Dedikodu, edildiği yerde kalmaz. Kasabanın avukatlarından biri üstadı mahkemeye verir. Suçu mahkemede yüzüne okunur: Kasabanın güzelliklerinin değil çirkinliklerinin fotoğraflarını çekmektir suçu.
Üstat itiraz eder:
-Ben o köylüler arasında çok az yerde gördüğüm güzelliklerin resimlerini çektim, diyerek çektiği resimleri hakime takdim eder.
-Şu kadının dastarındaki oyalara bakar mısınız? Şu bebeğin üstündeki örtünün nakışlarına? Şu kağnının üzerindeki kilim desenlerine?Şu eşeğin semerindeki boncukların güzelliğine? Böyle ince sanat çok az yerde bulunur.
“Önde zeytin ağaçları arkasında yar / Sene 1946 mevsim sonbahar.” diyen adamdır o.
II.OKUR VE YAZAR
Bir kaç yıldır görüyorum, her şehirde kitap fuarları düzenleniyor. Bu fuarlarda kitap yazmış olanlarla kitap satın alanlar bir araya geliyor. Kitaplar imzalanıyor. Güzel gelişmeler. Güzel olması şu: İnsanlar, peynir ekmek aldık, hadi bir de kitap alalım, alışkanlığı kazanıyor. Kitabın da parayla alınması gereken bir şey olduğunu idrak ediyorlar.
O kitabı satın alırken, imzalatırken şöyle bir karıştırdıktan sonra belki bir daha asla kapağını açmayacaklar, ama olsun. O kitap evlerinde duracak. Bu faaliyet, okur-yazar ilişkilerini uzun vadede daha olumlu bir aşamaya taşıyabilir. Nedir o olumlu aşama?
Yazar, en başta artist değildir. Okura kendi bedenini göstererek var olamaz. Fikir ve duygu anlatımlarıyla var olur. Yazar, artistçe tavırlar takınmaya başladığı zaman, yazarlığı biter. Showman olur. Okur, hayal gücü yazar tarafından ateşlendiği zaman okurdur. Yazarla yüz yüze geldiğinde ateşlenme tehlikeye girer. Çakmağı çakarsınız ama yanmaz. Bu nedenle ölmüş yazarlarla aramızda okur-yazar ilişkisi mükemmel bir şekilde kurulur. Çünkü yazdıklarıyla aramıza kendisinin girmesi mümkün değildir.

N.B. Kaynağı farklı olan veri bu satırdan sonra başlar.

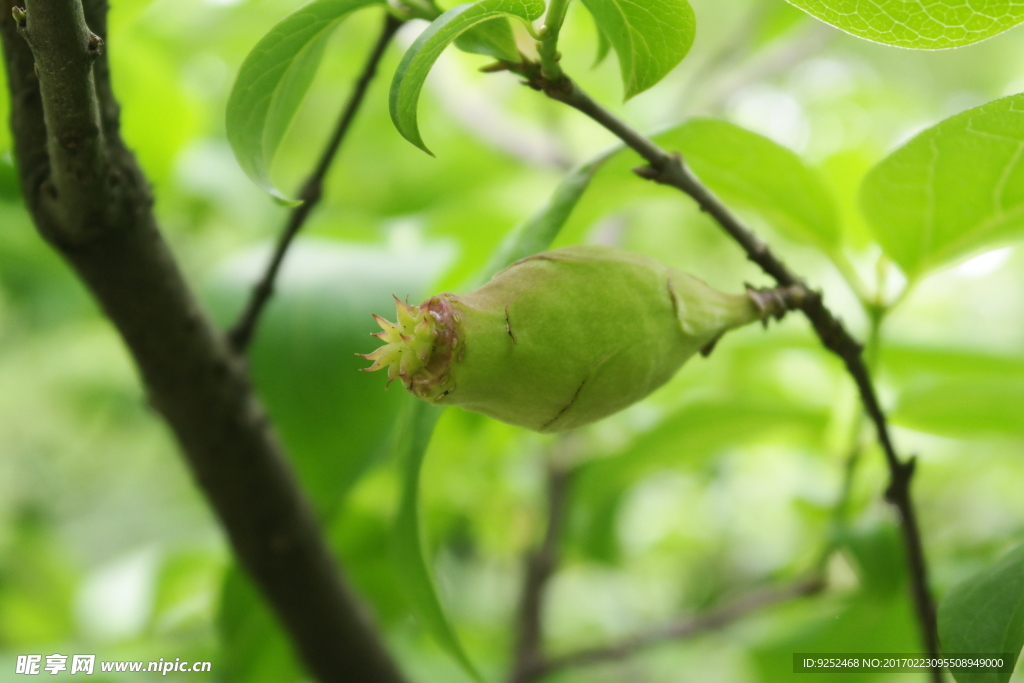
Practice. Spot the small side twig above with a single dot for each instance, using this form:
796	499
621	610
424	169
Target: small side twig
541	565
241	334
682	629
669	169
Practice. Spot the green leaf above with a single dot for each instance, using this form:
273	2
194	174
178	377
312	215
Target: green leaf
254	649
927	25
413	431
650	38
272	82
953	189
603	47
304	361
539	231
752	171
493	39
417	61
985	614
963	407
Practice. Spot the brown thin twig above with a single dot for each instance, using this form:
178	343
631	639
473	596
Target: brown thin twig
669	169
541	565
241	334
89	199
682	629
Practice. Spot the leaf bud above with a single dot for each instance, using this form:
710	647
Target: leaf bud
563	338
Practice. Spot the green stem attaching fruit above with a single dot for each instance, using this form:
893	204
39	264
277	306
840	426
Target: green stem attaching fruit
563	338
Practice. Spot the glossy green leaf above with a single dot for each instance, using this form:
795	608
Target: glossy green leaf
413	432
919	24
603	47
272	82
754	172
420	57
418	419
964	407
493	39
985	614
954	188
650	38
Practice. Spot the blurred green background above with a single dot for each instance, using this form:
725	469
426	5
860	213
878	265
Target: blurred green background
723	481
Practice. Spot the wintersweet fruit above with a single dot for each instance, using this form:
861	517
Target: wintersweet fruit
563	338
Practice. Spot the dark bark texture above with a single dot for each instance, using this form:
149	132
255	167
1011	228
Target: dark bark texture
91	202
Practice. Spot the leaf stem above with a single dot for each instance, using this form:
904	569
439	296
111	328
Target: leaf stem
242	333
669	169
548	44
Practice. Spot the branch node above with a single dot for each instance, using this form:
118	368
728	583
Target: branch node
647	172
20	17
94	47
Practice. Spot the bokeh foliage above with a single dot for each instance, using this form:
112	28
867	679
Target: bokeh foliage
724	480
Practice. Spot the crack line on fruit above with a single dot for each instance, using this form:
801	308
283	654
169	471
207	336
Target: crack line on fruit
568	404
508	326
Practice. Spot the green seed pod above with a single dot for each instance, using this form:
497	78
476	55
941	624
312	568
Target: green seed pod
563	338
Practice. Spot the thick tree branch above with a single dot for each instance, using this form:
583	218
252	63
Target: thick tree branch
541	565
680	630
88	197
670	169
312	189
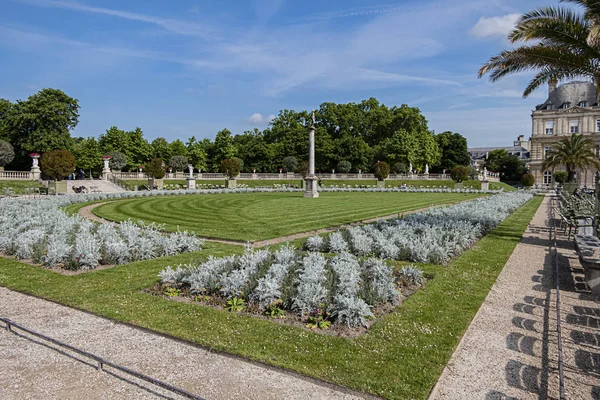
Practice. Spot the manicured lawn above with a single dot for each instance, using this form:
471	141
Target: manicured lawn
401	356
258	216
339	182
18	187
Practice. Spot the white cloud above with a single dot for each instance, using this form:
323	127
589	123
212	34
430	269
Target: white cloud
173	25
258	119
495	26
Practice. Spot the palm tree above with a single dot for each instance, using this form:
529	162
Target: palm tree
564	45
575	151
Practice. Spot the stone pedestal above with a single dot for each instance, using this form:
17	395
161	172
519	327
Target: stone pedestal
36	173
569	187
152	181
191	183
57	187
106	169
311	187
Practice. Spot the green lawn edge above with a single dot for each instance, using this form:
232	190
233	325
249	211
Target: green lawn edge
475	184
402	355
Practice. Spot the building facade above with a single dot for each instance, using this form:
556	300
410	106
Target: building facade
570	108
520	148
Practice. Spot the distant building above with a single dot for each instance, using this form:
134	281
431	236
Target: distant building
520	148
570	108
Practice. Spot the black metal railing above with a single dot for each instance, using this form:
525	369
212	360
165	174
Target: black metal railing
101	362
561	373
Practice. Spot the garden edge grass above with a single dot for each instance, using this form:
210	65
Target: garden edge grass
415	369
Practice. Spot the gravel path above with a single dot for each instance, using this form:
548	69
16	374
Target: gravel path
510	349
30	370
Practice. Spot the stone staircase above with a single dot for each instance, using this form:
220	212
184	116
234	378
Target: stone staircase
95	186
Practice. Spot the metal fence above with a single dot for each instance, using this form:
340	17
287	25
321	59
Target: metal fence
102	363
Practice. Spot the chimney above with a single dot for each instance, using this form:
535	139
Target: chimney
552	83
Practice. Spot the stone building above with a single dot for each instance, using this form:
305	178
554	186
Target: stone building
520	148
570	108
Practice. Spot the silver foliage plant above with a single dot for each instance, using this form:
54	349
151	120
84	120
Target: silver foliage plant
345	285
432	236
39	229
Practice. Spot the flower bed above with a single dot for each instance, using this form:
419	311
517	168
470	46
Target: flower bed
312	287
432	236
40	231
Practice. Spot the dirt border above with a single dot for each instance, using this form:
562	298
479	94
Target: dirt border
87	212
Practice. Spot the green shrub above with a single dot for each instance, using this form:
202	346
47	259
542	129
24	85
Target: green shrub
58	164
155	168
231	167
560	177
382	170
459	173
527	180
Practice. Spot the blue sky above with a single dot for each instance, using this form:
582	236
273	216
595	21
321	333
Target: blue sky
189	67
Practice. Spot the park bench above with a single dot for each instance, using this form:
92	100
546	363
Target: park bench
588	248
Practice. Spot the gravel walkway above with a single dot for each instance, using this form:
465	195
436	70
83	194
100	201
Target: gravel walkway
510	349
33	370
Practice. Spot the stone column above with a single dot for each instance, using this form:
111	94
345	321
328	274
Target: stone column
191	181
36	173
311	179
106	169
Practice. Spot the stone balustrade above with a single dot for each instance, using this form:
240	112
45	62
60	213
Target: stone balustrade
16	175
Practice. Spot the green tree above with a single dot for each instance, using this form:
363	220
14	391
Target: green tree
459	173
58	164
39	124
178	163
161	149
7	153
138	150
178	148
87	154
197	153
560	43
231	167
382	170
560	177
527	180
573	152
155	168
453	147
344	166
118	160
290	163
223	148
510	167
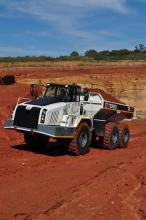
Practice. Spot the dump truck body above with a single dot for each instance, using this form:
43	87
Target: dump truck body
61	110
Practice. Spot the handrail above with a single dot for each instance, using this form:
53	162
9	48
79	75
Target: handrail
21	98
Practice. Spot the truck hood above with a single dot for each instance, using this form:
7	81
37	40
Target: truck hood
44	101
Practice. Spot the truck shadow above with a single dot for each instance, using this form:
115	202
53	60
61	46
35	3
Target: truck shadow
52	149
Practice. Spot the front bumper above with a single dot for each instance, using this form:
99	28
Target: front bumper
50	131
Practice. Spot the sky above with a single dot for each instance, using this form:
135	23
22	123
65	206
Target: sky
58	27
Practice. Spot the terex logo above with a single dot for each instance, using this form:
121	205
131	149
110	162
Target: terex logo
110	105
28	107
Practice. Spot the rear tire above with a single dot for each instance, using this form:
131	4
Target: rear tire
79	145
123	135
111	136
35	140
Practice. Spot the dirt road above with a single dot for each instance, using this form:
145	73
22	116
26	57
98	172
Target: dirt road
49	184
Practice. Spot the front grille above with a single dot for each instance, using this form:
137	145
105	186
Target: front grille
54	118
27	118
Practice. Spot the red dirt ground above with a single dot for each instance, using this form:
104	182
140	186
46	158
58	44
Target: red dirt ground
49	184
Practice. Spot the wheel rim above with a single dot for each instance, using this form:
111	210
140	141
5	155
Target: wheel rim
125	136
83	139
114	138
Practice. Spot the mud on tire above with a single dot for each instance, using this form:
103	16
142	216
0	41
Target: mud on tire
111	136
123	135
79	145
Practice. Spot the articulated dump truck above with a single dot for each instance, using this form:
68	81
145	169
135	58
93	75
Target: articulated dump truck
73	116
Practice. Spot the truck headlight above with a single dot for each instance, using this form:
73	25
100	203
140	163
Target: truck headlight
43	115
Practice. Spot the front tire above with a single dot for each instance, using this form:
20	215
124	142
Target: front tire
111	136
81	141
123	135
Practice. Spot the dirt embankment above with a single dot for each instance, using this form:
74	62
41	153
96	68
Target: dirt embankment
48	184
127	83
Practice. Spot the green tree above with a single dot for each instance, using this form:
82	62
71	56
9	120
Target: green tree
74	54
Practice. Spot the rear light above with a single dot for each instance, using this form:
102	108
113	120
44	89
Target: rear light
43	116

Maalesef ki bu dünyanın doğası bu: İyi bir yazarın gerçekten doğduğu gün, onun öldüğü gündür.
III.CAMİ VE CEMAATİ
Bir zamanlar camileri samanlık yaptık, ahır yaptık. Bir baktık ki hayatımızın merkezi olan camilerin tükeneceği gerçeğiyle yüz yüze geldik. Camii yaptırmak en büyük sevaptır, dedik. Camii yaptıranın bütün günahları affolur, dedik. Eroin tüccarları, hayat kadınları, vergi kaçakçıları bile camii yaptırdı. İstediğimizden çok fazla camii inşa edildi ülkemizde. Şimdi şikayet ediyoruz, camiler bomboş, diye. Ancak öldü ölecek birkaç yaşlı geliyor cemaat namazlarına. Başka nasıl olacaktı ki? İslamsız bir eğitim inşa ettik. Sanat hayatından, kültür hayatımızdan İslam’ı uzak tuttuk. Ticari hayatımıza İslam’ı yaklaştırmadık. Dostluk ilişkilerimizde, aile ilişkilerimizde, evlilik ilişkilerimizde, İslam’ın adını bile anmadık. Velhasıl dini, hayatımızın bütün alanlarından bilerek ya da bilmeyerek kovduk. Tek bir alan hariç: Ölüm alanında hep İslam’ ı hatırladık. Ve İslam’ı hayat sahaları üzerinden değil, ölüm üzerinden anlattık öğrendik. Dini, ölüm ve ölülerin dini haline getirdik. Firavunlar da öyle yapmışlardı. Firavunların kutsal kitaplarının adı, Ölüler Kitabı’ydı. O yüzden eski Mısır’da mumyalama sanatı gelişmişti. O yüzden, firavunlara dev mezarlar yapmışlardı. Onlara mı benzedik ne? Yoksa neden camii cemaati daha çok öleceğini hisseden yaşlı insanlardan oluşsun ki?